Yogurt distribution center improves Wisconsin's business culture


They don't call Wisconsin "America's Dairyland" for nothing.

While the country's thirst for milk is on the decline, the growing appetite for yogurt is boosting business in the Wisconsin community of Richland Center. The Wisconsin State Journal reports that dairy company Schreiber Foods will begin construction of a 33,000 square foot yogurt distribution center there later this month. It will allow for increased production and shipping from the site. Company leaders plan to break ground by mid-April and complete construction in the fall.

The story noted that Schreiber Foods, based in Green Bay, already operates a pair of yogurt plants in Richland Center and recently made a major investment to expand, automate and update the facilities there.

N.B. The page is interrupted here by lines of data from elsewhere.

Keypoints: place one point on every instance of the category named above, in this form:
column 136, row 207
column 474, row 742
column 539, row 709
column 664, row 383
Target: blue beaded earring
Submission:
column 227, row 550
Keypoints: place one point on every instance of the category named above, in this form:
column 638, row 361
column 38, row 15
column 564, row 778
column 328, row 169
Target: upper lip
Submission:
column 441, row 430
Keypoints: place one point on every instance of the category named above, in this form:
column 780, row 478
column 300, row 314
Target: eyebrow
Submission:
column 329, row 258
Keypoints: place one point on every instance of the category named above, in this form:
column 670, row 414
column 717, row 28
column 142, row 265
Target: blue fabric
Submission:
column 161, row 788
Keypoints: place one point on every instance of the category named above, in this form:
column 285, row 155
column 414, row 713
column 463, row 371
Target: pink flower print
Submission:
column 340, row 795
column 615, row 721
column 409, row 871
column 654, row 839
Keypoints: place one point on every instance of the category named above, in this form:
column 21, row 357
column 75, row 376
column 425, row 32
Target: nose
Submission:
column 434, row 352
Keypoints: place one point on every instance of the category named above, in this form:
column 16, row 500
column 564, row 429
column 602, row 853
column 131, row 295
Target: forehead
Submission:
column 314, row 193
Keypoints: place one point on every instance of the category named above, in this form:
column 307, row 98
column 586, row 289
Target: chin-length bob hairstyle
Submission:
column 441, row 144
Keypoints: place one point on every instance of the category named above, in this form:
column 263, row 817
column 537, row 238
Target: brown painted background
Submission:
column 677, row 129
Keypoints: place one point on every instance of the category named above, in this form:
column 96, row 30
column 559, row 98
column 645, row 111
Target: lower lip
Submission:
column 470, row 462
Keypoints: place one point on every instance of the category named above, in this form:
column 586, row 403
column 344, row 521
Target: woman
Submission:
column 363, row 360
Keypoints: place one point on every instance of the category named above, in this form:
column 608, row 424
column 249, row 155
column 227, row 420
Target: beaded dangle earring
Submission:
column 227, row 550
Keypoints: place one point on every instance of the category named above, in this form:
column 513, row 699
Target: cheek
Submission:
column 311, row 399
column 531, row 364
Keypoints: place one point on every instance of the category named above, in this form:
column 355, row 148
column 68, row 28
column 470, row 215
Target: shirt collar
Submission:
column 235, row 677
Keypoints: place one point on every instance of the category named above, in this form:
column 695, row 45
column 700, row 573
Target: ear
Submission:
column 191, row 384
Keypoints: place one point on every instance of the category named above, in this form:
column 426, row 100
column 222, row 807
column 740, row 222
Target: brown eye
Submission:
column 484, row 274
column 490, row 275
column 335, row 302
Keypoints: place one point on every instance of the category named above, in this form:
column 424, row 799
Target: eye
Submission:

“If you look at the country, yogurt is growing a lot,” said manager Joe Steinocher. “In the last five years or so, we’ve spent over $100 million on these two facilities. So we’re trying to keep up with it.”

Last December, Forbes magazine listed Schreiber Foods, with an international workforce of around 7,000, as 88th on its list of America's largest privately held companies. It called Schreiber Foods "...the world's largest customer-brand dairy company. The company provides cheese, yogurt and private-label products to fast food operations, grocery chains and wholesalers" and added that the company distributes products produced in its 35 plants in the U.S., Germany, Mexico, India and Brazil. McDonald’s and Wal-Mart are clients for the more than 575 types of cheese and other dairy products it develops, manufactures and distributes under brand names of its customers rather than its own.

Schreiber entered the yogurt market in Richland Center in 2005. The company employs about 400 in its Richland Center operations. About 20 workers have been hired for the plants since the beginning of this year, with 20 other jobs still open and another 10 to 15 positions expected to be added after the distribution center is finished in the fall.